A diet rich in ultra-processed foods is strongly associated with dangerous driving, with more errors and infringements at the wheel.

Some vegetable burgers ready to be eaten.

A ‘junk food’ diet can increase the risk of dangerous driving among drivers by enhancing fatigue, which is often a key factor in vehicle collisions, suggests research published online in the journal Occupational & Environmental Medicine.

Few studies have looked at the potential impact of dietary patterns on the driving behaviors of professional truck and truck drivers.

To try to fill this data gap, the researchers evaluated whether dietary patterns, fatigue, and driving behavior could be related in a sample of 389 male truck drivers from a transport company in Suzhou, China. Most of the drivers were between 31 and 60 years old, between 6 and 10 years of experience and between 50,000 and 100,000 km of annual travel.

Each driver was asked to specify how much and how often they had eaten any of the 25 foods in the previous 12 months on a Food Frequency Questionnaire.

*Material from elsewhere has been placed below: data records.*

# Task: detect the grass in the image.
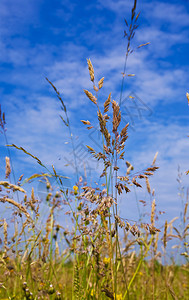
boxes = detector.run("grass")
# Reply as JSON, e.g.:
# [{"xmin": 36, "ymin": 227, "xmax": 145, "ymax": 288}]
[{"xmin": 0, "ymin": 0, "xmax": 189, "ymax": 300}]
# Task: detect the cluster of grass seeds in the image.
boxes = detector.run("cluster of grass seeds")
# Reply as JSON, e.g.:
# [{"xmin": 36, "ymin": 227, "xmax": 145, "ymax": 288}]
[{"xmin": 0, "ymin": 0, "xmax": 189, "ymax": 300}]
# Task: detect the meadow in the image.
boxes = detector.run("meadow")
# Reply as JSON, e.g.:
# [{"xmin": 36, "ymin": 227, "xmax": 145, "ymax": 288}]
[{"xmin": 0, "ymin": 0, "xmax": 189, "ymax": 300}]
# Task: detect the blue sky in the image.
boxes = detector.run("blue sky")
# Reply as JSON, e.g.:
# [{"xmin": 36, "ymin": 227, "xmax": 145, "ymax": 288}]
[{"xmin": 0, "ymin": 0, "xmax": 189, "ymax": 237}]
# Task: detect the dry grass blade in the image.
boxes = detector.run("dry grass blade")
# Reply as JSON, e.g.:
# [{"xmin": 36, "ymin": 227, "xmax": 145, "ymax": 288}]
[
  {"xmin": 81, "ymin": 120, "xmax": 91, "ymax": 125},
  {"xmin": 0, "ymin": 197, "xmax": 32, "ymax": 220},
  {"xmin": 104, "ymin": 93, "xmax": 111, "ymax": 113},
  {"xmin": 98, "ymin": 77, "xmax": 104, "ymax": 90},
  {"xmin": 3, "ymin": 219, "xmax": 7, "ymax": 249},
  {"xmin": 184, "ymin": 202, "xmax": 188, "ymax": 223},
  {"xmin": 5, "ymin": 156, "xmax": 11, "ymax": 178},
  {"xmin": 0, "ymin": 181, "xmax": 26, "ymax": 193},
  {"xmin": 7, "ymin": 144, "xmax": 44, "ymax": 167},
  {"xmin": 84, "ymin": 90, "xmax": 97, "ymax": 104},
  {"xmin": 145, "ymin": 177, "xmax": 151, "ymax": 194},
  {"xmin": 163, "ymin": 220, "xmax": 167, "ymax": 249},
  {"xmin": 112, "ymin": 100, "xmax": 121, "ymax": 133},
  {"xmin": 87, "ymin": 58, "xmax": 94, "ymax": 82},
  {"xmin": 151, "ymin": 199, "xmax": 156, "ymax": 226}
]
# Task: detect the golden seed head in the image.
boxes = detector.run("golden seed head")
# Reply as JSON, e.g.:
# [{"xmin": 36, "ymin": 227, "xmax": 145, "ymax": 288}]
[{"xmin": 87, "ymin": 58, "xmax": 94, "ymax": 82}]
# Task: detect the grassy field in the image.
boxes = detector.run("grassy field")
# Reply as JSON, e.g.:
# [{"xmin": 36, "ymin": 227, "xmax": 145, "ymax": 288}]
[{"xmin": 0, "ymin": 1, "xmax": 189, "ymax": 300}]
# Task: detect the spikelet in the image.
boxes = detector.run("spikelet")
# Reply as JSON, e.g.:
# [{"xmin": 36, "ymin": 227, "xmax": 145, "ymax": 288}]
[
  {"xmin": 98, "ymin": 77, "xmax": 104, "ymax": 90},
  {"xmin": 112, "ymin": 100, "xmax": 121, "ymax": 133},
  {"xmin": 5, "ymin": 156, "xmax": 11, "ymax": 178},
  {"xmin": 0, "ymin": 181, "xmax": 26, "ymax": 193},
  {"xmin": 87, "ymin": 58, "xmax": 94, "ymax": 82},
  {"xmin": 104, "ymin": 93, "xmax": 111, "ymax": 113},
  {"xmin": 146, "ymin": 177, "xmax": 151, "ymax": 194},
  {"xmin": 3, "ymin": 219, "xmax": 7, "ymax": 249},
  {"xmin": 154, "ymin": 232, "xmax": 159, "ymax": 254},
  {"xmin": 84, "ymin": 90, "xmax": 97, "ymax": 104},
  {"xmin": 0, "ymin": 197, "xmax": 31, "ymax": 220},
  {"xmin": 163, "ymin": 220, "xmax": 167, "ymax": 249},
  {"xmin": 81, "ymin": 120, "xmax": 91, "ymax": 125},
  {"xmin": 183, "ymin": 202, "xmax": 188, "ymax": 223},
  {"xmin": 151, "ymin": 199, "xmax": 156, "ymax": 226}
]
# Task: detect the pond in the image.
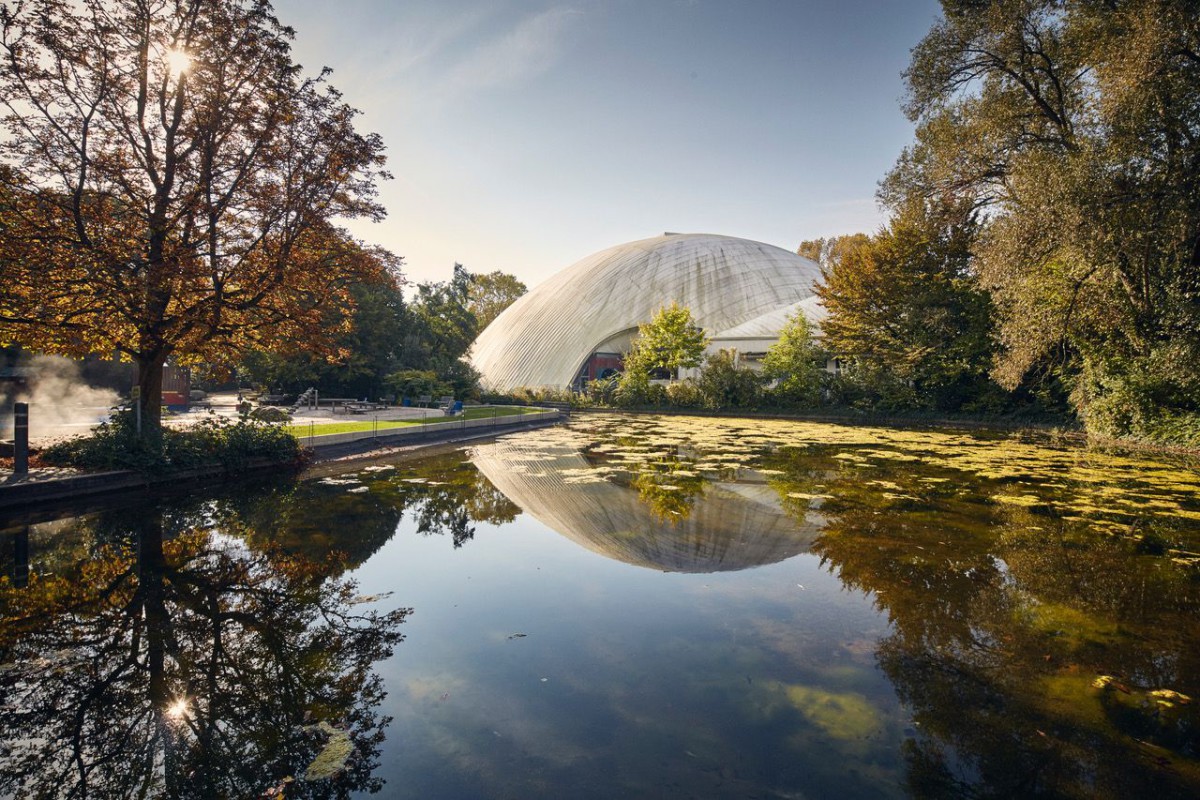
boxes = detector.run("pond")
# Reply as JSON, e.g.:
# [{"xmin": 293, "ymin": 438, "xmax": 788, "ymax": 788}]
[{"xmin": 0, "ymin": 415, "xmax": 1200, "ymax": 799}]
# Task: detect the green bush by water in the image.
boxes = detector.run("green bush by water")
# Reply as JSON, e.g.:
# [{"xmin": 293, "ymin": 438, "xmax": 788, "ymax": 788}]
[{"xmin": 42, "ymin": 411, "xmax": 304, "ymax": 473}]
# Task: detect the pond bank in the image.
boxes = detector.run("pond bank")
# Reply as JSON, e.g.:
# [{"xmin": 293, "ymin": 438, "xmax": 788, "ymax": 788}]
[{"xmin": 0, "ymin": 410, "xmax": 566, "ymax": 513}]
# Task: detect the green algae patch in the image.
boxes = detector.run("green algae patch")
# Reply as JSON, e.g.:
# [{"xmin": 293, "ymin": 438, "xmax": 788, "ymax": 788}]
[
  {"xmin": 1025, "ymin": 602, "xmax": 1126, "ymax": 650},
  {"xmin": 304, "ymin": 721, "xmax": 354, "ymax": 781},
  {"xmin": 781, "ymin": 684, "xmax": 883, "ymax": 741}
]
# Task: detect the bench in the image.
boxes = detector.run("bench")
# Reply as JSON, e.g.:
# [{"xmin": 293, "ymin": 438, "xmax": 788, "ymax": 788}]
[{"xmin": 344, "ymin": 403, "xmax": 388, "ymax": 414}]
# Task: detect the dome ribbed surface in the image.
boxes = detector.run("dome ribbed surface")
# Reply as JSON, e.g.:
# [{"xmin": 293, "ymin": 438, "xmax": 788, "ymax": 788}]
[{"xmin": 470, "ymin": 234, "xmax": 820, "ymax": 391}]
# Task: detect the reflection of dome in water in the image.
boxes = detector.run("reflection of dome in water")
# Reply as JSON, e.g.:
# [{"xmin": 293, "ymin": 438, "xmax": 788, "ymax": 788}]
[{"xmin": 473, "ymin": 439, "xmax": 820, "ymax": 572}]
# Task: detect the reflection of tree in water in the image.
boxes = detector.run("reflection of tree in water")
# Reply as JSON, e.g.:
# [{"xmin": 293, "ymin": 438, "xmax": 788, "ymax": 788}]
[
  {"xmin": 800, "ymin": 468, "xmax": 1200, "ymax": 798},
  {"xmin": 0, "ymin": 509, "xmax": 408, "ymax": 798}
]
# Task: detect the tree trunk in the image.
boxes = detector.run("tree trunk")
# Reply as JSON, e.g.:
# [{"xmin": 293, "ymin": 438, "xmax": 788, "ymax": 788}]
[{"xmin": 137, "ymin": 354, "xmax": 162, "ymax": 439}]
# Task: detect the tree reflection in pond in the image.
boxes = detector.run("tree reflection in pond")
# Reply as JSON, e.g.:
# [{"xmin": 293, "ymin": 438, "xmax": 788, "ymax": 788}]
[{"xmin": 0, "ymin": 506, "xmax": 408, "ymax": 798}]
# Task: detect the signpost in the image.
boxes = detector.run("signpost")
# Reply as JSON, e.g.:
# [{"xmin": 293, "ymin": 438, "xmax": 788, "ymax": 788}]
[
  {"xmin": 130, "ymin": 386, "xmax": 142, "ymax": 435},
  {"xmin": 12, "ymin": 403, "xmax": 29, "ymax": 475}
]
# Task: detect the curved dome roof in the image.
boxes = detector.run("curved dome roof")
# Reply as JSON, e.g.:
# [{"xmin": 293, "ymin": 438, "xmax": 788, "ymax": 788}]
[
  {"xmin": 470, "ymin": 234, "xmax": 820, "ymax": 391},
  {"xmin": 713, "ymin": 295, "xmax": 829, "ymax": 345}
]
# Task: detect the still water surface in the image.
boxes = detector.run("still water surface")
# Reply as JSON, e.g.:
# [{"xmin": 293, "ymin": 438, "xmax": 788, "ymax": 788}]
[{"xmin": 0, "ymin": 416, "xmax": 1200, "ymax": 799}]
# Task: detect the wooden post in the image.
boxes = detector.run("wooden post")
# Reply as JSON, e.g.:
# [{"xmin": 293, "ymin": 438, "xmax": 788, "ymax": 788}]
[{"xmin": 12, "ymin": 403, "xmax": 29, "ymax": 475}]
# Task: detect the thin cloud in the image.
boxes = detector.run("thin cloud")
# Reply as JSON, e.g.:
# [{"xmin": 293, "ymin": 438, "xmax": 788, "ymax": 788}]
[{"xmin": 437, "ymin": 8, "xmax": 583, "ymax": 101}]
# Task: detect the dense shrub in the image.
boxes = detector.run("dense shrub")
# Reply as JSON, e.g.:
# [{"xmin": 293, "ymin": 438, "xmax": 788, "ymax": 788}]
[
  {"xmin": 42, "ymin": 411, "xmax": 304, "ymax": 473},
  {"xmin": 696, "ymin": 350, "xmax": 762, "ymax": 410},
  {"xmin": 666, "ymin": 379, "xmax": 704, "ymax": 408}
]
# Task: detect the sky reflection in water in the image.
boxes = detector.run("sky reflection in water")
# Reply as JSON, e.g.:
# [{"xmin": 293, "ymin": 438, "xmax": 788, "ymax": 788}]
[{"xmin": 0, "ymin": 416, "xmax": 1200, "ymax": 798}]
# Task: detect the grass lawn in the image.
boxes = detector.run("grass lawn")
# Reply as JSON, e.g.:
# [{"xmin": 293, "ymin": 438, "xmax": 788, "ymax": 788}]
[{"xmin": 288, "ymin": 405, "xmax": 546, "ymax": 439}]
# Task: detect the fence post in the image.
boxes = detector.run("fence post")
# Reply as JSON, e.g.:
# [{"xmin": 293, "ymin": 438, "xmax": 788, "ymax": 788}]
[{"xmin": 12, "ymin": 403, "xmax": 29, "ymax": 475}]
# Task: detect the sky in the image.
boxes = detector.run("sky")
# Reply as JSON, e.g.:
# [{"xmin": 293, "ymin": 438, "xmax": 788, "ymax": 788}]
[{"xmin": 275, "ymin": 0, "xmax": 938, "ymax": 292}]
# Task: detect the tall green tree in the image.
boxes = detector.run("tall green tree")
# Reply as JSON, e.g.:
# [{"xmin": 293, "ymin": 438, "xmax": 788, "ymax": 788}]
[
  {"xmin": 625, "ymin": 302, "xmax": 708, "ymax": 378},
  {"xmin": 816, "ymin": 196, "xmax": 992, "ymax": 409},
  {"xmin": 897, "ymin": 0, "xmax": 1200, "ymax": 435},
  {"xmin": 762, "ymin": 312, "xmax": 826, "ymax": 405},
  {"xmin": 467, "ymin": 270, "xmax": 528, "ymax": 331},
  {"xmin": 401, "ymin": 264, "xmax": 479, "ymax": 396},
  {"xmin": 0, "ymin": 0, "xmax": 388, "ymax": 435}
]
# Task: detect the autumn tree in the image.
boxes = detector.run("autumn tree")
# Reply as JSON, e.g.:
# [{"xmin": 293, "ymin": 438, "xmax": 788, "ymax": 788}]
[
  {"xmin": 467, "ymin": 270, "xmax": 528, "ymax": 331},
  {"xmin": 0, "ymin": 0, "xmax": 395, "ymax": 433},
  {"xmin": 897, "ymin": 0, "xmax": 1200, "ymax": 435}
]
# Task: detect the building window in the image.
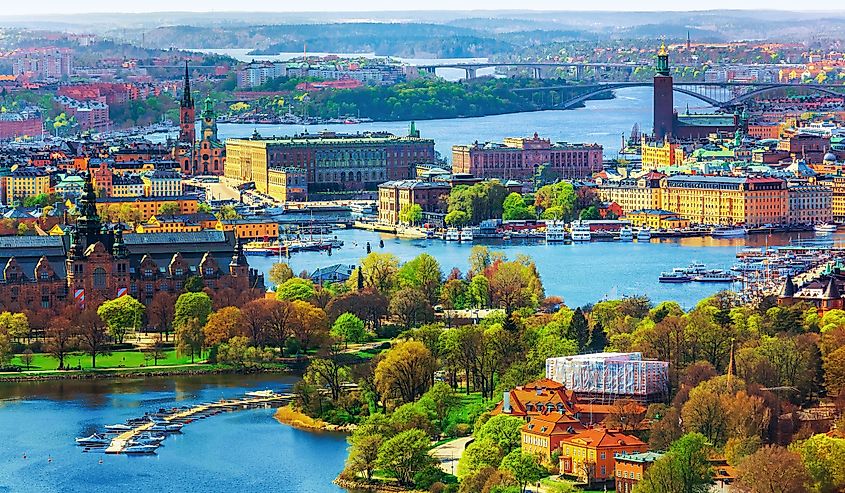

They also completed the Multidimensional Fatigue Inventory, which assesses physical and mental fatigue on a 5-point scale, as well as two validated questionnaires on driving behaviors and attitudes towards other drivers on the road.

Dietary patterns were classified as: rich in vegetables; staple foods (high carbohydrate intake, unrefined grains, dairy products, and eggs; animal proteins (fish and poultry); and snacks (fried foods, desserts, and sugary drinks).

The diets rich in vegetables and staples were strongly associated with safe driving behaviors. The Diet rich in animal protein was strongly associated with higher rates of errors, gaps in concentration, and minor traffic offenses., while the snack diet was strongly associated with unsafe driving behaviors.

The results indicated that fatigue likely mediated the impact of dietary patterns on driving behaviors: diets rich in vegetables and staple foods were associated with less fatigue, while animal protein and snack diets were associated with greater fatigue.

This is an observational study and as such cannot establish the cause, only the correlation. The study relied heavily on recall and self-report. And the researchers didn’t get any information on potentially important factors, such as smoking, physical activity, work shifts, and job stress.

However, they point out that Eating too many unhealthy snacks is often associated with erratic meal times and an altered metabolism, which could affect many tasks that require vigilance, alertness and concentration.

And they conclude: “The results of this study support a relationship between dietary patterns and driving behavior in a sample of professional truck drivers.”

“Furthermore, through the pathway analysis presented, it is possible to conclude that positive driving behavior can be predicted by prudent dietary patterns, such as diets rich in vegetables, while some dangerous behaviors behind the wheel (mistakes, lapses and infractions), can be predicted by unhealthy dietary patterns characterized by a high consumption of fats and sugars“.